Raw messages exceeding 1 MB are rejected before JSON parsing, preventing denial-of-service via oversized payloads. The check operates on the raw byte length, not the parsed structure: 
if (raw.length > 1_048_576) {
  ws.send(JSON.stringify({
    type: "error",
    code: "MESSAGE_TOO_LARGE",
    message: "Message exceeds maximum allowed size (1MB)",
  }))
  return
}

Session ID Path Traversal Prevention

Session IDs are used to construct file paths for per-session SQLite databases. The resolveSessionDir function validates that the resolved path stays within the sessions base directory — a traversal attempt like ../../etc/passwd would resolve to a path outside sessionsBaseDir and be rejected: 
export function resolveSessionDir(sessionsBaseDir: string, sessionId: string): string {
  const resolved = path.resolve(sessionsBaseDir, sessionId)
  if (!resolved.startsWith(sessionsBaseDir + path.sep)) {
    throw new Error("Invalid session ID")
  }
  return resolved
}

Tenant ID Validation

Tenant IDs extracted from JWT claims are validated against a strict pattern before use. Only alphanumeric characters, hyphens, and underscores are permitted.
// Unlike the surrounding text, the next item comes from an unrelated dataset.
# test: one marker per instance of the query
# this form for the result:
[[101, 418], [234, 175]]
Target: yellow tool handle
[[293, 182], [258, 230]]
This prevents directory traversal and SQL injection through the tenant ID: 
const TENANT_ID_PATTERN = /^[a-zA-Z0-9_-]+$/

export function isValidTenantId(tenantId: string): boolean {
  return TENANT_ID_PATTERN.test(tenantId)
}

Transport Security

WebSocket Upgrade Validation

The WebSocket upgrade path (/ws) validates the Origin header before upgrading the connection. Non-browser clients (which do not send Origin) are allowed through, but browser-based connections from unauthorized origins are rejected with a 403 response.

Connection Lifecycle

ParameterValue
Max payload length2 MB (maxPayloadLength)
Idle timeout120 seconds
Per-message deflateDisabled (avoids CRIME-class compression attacks)
Heartbeat interval30 seconds
Per-message deflate is deliberately disabled. The CRIME and BREACH attack families exploit compression ratios to infer plaintext content from encrypted streams. Since WebSocket messages may contain sensitive data (authentication tokens, session content), disabling compression eliminates this entire class of attack at the cost of modest bandwidth overhead.

WAL Mode SQLite

All SQLite databases are opened with PRAGMA journal_mode = WAL. WAL mode prevents database corruption from concurrent access — reader and writer workers accessing the same file — and provides crash recovery: incomplete transactions are rolled back automatically on the next open. 
PRAGMA journal_mode = WAL;
PRAGMA synchronous = NORMAL;
PRAGMA busy_timeout = 5000;
synchronous = NORMAL provides a balance between durability and performance: data is safe after a process crash but may be lost on an OS crash or power failure. For a gateway managing ephemeral agent sessions, this tradeoff is appropriate — the Podium coordinator retains the authoritative event log, and session data can be reconstructed from upstream.